Letting Go of Perfection in Availability

When it comes to turning off, there’s a belief that the best people can always be reached. This is subtly reinforced with praise for faster responses and silence if you choose to rest. To challenge this requires a willingness to embrace imperfection in public. This may be replying later than feels comfortable and not adding your input to every thread. These types of actions don’t make you unreliable, they are human and working on your self-compassion will reduce stress and boost resilience. When this concept is applied to availability, you can grant to yourself the same grace that you would extend to a friend in need. You must accept that not everyone will be a fan of your boundaries, this doesn’t make your limits wrong, it makes them even more necessary.

Redefining What It Means to Be Engaged

Constant presence is not a requirement for engagement and in most cases, the opposite is true. Creativity needs space, depth requires absence and relationships will thrive when they’re chosen and not when they are compelled.

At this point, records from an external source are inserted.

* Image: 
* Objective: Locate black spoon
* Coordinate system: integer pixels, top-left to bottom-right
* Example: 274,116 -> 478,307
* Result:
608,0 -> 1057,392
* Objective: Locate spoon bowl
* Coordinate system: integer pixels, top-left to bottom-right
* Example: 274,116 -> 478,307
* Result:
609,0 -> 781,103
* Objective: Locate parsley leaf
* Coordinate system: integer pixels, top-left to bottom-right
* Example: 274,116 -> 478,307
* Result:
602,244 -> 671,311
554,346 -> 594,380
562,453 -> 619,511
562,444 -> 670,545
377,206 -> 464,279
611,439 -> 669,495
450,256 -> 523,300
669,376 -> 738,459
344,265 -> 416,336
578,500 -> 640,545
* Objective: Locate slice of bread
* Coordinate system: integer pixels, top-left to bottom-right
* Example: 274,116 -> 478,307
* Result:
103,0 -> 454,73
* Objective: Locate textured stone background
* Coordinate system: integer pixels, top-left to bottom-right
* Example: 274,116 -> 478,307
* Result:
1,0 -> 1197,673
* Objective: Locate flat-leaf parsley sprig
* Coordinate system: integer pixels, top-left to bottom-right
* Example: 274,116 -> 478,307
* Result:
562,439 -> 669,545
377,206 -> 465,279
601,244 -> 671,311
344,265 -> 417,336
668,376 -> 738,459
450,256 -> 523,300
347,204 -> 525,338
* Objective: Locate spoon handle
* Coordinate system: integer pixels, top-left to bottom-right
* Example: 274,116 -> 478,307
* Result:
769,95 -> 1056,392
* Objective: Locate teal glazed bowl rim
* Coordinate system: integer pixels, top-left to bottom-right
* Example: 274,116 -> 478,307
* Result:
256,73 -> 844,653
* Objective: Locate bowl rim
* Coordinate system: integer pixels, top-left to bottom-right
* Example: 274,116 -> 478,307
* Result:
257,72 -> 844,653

In a cultural sense, we are still becoming accustomed to this idea and we’re still equating visibility with value and speed with care. But, some of the most meaningful contributions take place off-screen when it’s quiet and there’s room to think. 

There is a growing counter culture that advocates for asynchronous work, intentional tech usage and slower media consumption. These are gaining traction and in books like Deep Work by Cal Newport compelling arguments are made for the reclamation of focus as a competitive advantage. These ideas are resonating with people because they offer an alternative narrative about productivity and worth. 

Source: Shutterstock

Turning Down the Volume Without Leaving the Party

The goal is not to delete every app, become a technophobe and retreat to a cabin in the wilderness. It’s to lower the background obligations to ensure that you can make choices again. When you are not always-on, you can decide when you should engage fully and when it’s time to take a step back. This restores a sense of agency that being constantly available will erode. In a practical sense this is the implementation of small cumulative changes, like: adjusting notification settings, delaying responses without explanation and using a calendar that has white empty space on it. Gradually, these small signals will tell your nervous system that it’s safe to rest.

The Quiet Payoff

When you become less available you don’t disappear, you become more present in your own life. The conversations feel richer, work is more intentional and rest is fully earned rather than being stolen and incomplete. This is not a rejection of connection, it’s choosing to engage in a deliberate manner. In a culture where the default is constant availability this choice is radical. The turn off even for a short while is not an escape, it’s returning to a more natural way of life.